[04] Le Grand Maître d'Irsmun
#1
Nous voilà seigneur de la cité hétéroclite d'Irsmun en tant que Ninja Ier (!), nous qui avons passé notre jeunesse à apprendre le combat à mains nues, l'endurance, la souplesse, le maniement du poison et des shurikens ; mais certainement pas l'art de la guerre, de la diplomatie ou encore comment gérer les finances d'une ville. La tâcher parait improbable mais quand au bout de quelques lignes, j'ai lu "Déjà de gracieuses servantes se précipitent pour vous baigner et vous habiller, en poussant des cris d'admiration devant votre corps bronzé et musclé.", ça m'a tout de suite donné envie de m'investir à fond dans ce rôle de suzerain! Il n'y a après tout pas que des mauvais côtés à troquer la combinaison noire de ninja contre le manteau de seigneur...
Le livre est divisé en deux parties majeures : la première à Irsmun où l'on doit s'entourer de conseillers, prendre des décisions importantes pour gérer la sécurité, l'économie et d'autres paramètres puis maintenir à flots sa cote de popularité. La seconde plus classique nous envoie sillonner la région à l'est du continent en quête d'artefacts légendaires.

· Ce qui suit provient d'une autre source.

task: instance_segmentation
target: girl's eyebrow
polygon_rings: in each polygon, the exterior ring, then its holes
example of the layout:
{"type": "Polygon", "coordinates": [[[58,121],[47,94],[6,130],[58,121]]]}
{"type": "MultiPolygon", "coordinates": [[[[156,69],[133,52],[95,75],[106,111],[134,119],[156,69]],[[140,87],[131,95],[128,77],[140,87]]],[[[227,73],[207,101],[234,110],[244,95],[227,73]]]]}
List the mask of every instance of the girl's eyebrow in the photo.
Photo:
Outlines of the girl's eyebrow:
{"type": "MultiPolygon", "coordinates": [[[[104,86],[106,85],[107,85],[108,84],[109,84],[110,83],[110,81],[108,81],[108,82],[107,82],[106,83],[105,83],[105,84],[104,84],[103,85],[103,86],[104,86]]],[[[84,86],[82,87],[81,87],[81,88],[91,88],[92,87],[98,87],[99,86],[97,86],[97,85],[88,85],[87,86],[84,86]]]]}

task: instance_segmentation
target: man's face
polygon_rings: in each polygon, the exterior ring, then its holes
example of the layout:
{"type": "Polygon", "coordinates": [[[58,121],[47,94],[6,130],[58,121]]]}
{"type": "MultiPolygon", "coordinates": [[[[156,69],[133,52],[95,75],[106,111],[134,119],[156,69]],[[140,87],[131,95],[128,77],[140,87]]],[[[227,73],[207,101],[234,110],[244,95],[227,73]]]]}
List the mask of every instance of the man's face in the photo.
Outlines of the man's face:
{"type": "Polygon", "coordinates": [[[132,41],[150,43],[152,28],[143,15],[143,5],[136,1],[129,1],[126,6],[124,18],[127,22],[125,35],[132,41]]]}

La première partie est très originale, tout bonnement inédite. Elle propose une expérience unique dans l'univers des LDVELH : incarner un seigneur dans l'exercice de ses fonctions, c'est à dire un homme politique. Un peu comme dans un jeu de stratégie, il faut faire les bons choix dans divers domaines (économie, militaire...) pour assurer la sécurité de la population et empêcher les révoltes. Pour ça, on dispose d'une caractéristique de popularité qui doit le moins souvent possible tomber à 0. Mais en plus de cet aspect ludique intéressant, il faut faire preuve de finesse, de tact et de psychologie. Ce ne sont pas des mots creux, le lecteur doit sentir le pouls de la population, prévoir à l'avance les effets de ses décisions ou échouer dans son rôle de gouvernant car les possibilités d'échec sont nombreuses. Le talent des auteurs est de nous présenter une dizaine de personnages importants d'Irsmun qui ont chacun une personnalité très marquée, des motivations différentes et qui sont présentés avec le plus grand soin, à l'aide d'illustrations et de descriptions originales (le changement des tenues de Perdigan entre autres). Tous ces personnages deviennent attachants, mystérieux, inquiétants, répugnants, agaçants. Le seul LDVELH qui me vient à l'esprit où l'on peut retrouver une telle maturité dans les rapports avec des personnages est Le Labyrinthe du Roi Minos, à la cour de Cnossos. Mais Le Grand Maître d'Irsmun me parait encore supérieur dans ce domaine.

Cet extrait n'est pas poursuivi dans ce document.